Roma, San Pedro y El Trastévere, desembarcando en el puerto Civitavecchia
Al día siguiente llegamos al puerto de Civitavecchia (uno de los más grandes del Mediterráneo).
En esta ocasión no atracamos en la ciudad de destino, así que contratamos una excursión libre, es decir, una vez en Roma somos libres de ir donde queramos pero a la tarde volver al punto de reunión para regresar al Costa Concordia.
El viaje fue ameno aunque si tardamos cerca de una hora en llegar a la ciudad. Llegamos directamente a la Plaza de San Pedro (el Vaticano), donde nos bajamos del autobús y nos dispusimos a empezar a conocer la ciudad. La verdad es que impresiona bastante la plaza, es realmente grande.
Al igual que en Palermo, el tráfico de Roma es un tanto suicida: los coches van bastante rápido y todo lo que se refiere a ellos en general es un caos.

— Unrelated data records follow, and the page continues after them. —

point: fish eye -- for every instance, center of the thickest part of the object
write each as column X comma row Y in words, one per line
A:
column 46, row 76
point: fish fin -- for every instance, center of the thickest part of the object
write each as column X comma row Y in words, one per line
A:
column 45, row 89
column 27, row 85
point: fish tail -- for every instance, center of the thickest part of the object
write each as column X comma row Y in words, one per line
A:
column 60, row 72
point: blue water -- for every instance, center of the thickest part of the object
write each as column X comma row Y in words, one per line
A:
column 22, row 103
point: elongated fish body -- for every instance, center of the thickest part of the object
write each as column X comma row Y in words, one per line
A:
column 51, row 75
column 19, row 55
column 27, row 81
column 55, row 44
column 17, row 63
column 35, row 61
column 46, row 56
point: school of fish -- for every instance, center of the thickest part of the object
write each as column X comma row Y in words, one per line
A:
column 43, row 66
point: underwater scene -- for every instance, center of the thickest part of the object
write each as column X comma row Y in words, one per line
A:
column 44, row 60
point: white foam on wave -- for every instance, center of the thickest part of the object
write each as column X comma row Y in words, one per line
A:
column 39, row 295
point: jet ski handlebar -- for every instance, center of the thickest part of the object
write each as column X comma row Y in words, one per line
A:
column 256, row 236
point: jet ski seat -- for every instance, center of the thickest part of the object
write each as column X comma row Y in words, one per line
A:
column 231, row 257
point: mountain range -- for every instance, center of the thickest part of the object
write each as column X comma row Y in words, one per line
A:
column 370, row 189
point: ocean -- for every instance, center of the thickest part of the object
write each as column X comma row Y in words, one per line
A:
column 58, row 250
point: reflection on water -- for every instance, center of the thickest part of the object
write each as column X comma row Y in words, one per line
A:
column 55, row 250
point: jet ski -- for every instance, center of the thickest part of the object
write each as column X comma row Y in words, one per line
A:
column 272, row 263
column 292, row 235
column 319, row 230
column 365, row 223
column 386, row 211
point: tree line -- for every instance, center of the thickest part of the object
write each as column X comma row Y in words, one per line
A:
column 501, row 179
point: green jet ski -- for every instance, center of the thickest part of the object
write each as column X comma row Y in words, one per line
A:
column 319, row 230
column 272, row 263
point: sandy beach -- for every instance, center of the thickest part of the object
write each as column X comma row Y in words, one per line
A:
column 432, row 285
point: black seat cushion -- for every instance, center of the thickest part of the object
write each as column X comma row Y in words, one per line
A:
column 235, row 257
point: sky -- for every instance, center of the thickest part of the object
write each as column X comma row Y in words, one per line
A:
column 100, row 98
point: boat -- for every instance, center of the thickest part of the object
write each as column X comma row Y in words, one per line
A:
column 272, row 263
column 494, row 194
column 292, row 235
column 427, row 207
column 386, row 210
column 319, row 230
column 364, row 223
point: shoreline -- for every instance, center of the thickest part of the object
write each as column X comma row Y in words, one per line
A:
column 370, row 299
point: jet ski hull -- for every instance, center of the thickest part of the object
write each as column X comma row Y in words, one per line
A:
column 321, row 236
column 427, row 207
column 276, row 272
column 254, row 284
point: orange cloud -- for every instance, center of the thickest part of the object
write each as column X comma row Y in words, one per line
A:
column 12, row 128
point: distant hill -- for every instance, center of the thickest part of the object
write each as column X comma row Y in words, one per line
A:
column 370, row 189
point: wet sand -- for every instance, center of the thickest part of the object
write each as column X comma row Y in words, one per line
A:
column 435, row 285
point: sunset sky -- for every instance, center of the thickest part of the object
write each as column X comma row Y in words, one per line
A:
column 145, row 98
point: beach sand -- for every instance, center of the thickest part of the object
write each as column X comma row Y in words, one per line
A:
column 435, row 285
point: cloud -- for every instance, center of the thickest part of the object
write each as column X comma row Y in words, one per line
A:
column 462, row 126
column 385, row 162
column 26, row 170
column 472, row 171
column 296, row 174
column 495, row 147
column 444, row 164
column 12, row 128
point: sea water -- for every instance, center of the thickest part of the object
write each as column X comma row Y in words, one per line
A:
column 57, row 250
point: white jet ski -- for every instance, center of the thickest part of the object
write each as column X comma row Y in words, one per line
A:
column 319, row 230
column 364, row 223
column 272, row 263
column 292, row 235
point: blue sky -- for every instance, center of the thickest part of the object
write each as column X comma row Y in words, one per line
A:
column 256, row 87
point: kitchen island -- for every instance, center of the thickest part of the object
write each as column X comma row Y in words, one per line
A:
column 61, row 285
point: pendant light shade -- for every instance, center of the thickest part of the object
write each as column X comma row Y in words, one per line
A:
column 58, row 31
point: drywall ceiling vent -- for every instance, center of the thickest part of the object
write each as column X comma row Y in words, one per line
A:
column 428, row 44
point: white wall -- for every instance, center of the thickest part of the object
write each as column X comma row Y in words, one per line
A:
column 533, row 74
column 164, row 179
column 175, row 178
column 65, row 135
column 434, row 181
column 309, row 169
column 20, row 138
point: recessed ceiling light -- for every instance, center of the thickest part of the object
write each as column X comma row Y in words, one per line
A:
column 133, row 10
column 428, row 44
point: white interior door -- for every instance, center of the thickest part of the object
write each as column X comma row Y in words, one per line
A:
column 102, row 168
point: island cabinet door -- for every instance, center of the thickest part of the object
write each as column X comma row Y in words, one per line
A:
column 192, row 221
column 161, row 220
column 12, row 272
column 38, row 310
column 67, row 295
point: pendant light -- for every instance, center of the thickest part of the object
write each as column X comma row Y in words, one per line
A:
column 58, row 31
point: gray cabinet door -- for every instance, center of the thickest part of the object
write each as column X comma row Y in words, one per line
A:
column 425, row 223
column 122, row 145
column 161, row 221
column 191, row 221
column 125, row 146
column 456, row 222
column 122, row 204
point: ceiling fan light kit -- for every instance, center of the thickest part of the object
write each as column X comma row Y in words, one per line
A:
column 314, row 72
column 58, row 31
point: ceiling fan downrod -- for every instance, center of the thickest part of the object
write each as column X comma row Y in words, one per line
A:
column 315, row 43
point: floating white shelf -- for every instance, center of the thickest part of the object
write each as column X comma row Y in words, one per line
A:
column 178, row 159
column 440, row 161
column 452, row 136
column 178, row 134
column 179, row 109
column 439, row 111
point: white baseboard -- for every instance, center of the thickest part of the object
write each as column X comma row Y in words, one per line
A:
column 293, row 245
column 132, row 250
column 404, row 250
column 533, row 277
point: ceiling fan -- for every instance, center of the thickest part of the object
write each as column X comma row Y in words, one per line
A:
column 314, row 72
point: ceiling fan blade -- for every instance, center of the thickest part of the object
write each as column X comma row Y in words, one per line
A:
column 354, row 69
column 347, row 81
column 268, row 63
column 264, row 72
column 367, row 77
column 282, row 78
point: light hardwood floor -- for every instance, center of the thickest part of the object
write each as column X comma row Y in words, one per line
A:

Después de sacar unas cuantas fotografías en la plaza de San Pedro comenzamos la marcha por Roma y nos dirigimos directamente a la zona del Trastévere, una de las más bonitas de toda Roma. Los colores rojizos en la viejas paredes, el empedrado del suelo y las pequeñas terrazas de los bares y restaurantes hacen de este barrio un lugar muy acogedor.
Como curiosidad, pude comprobar que muchos de los coches Smart que pude ver estacionados, estaban aparcados perpendicularmente a la acera. Algo que ahorraba mucho espacio, la verdad.
Pasear por esta ciudad es increíble, es todo tan grande e imponente; que no te puedes hacer a la idea del imperio que llegó a ser Roma.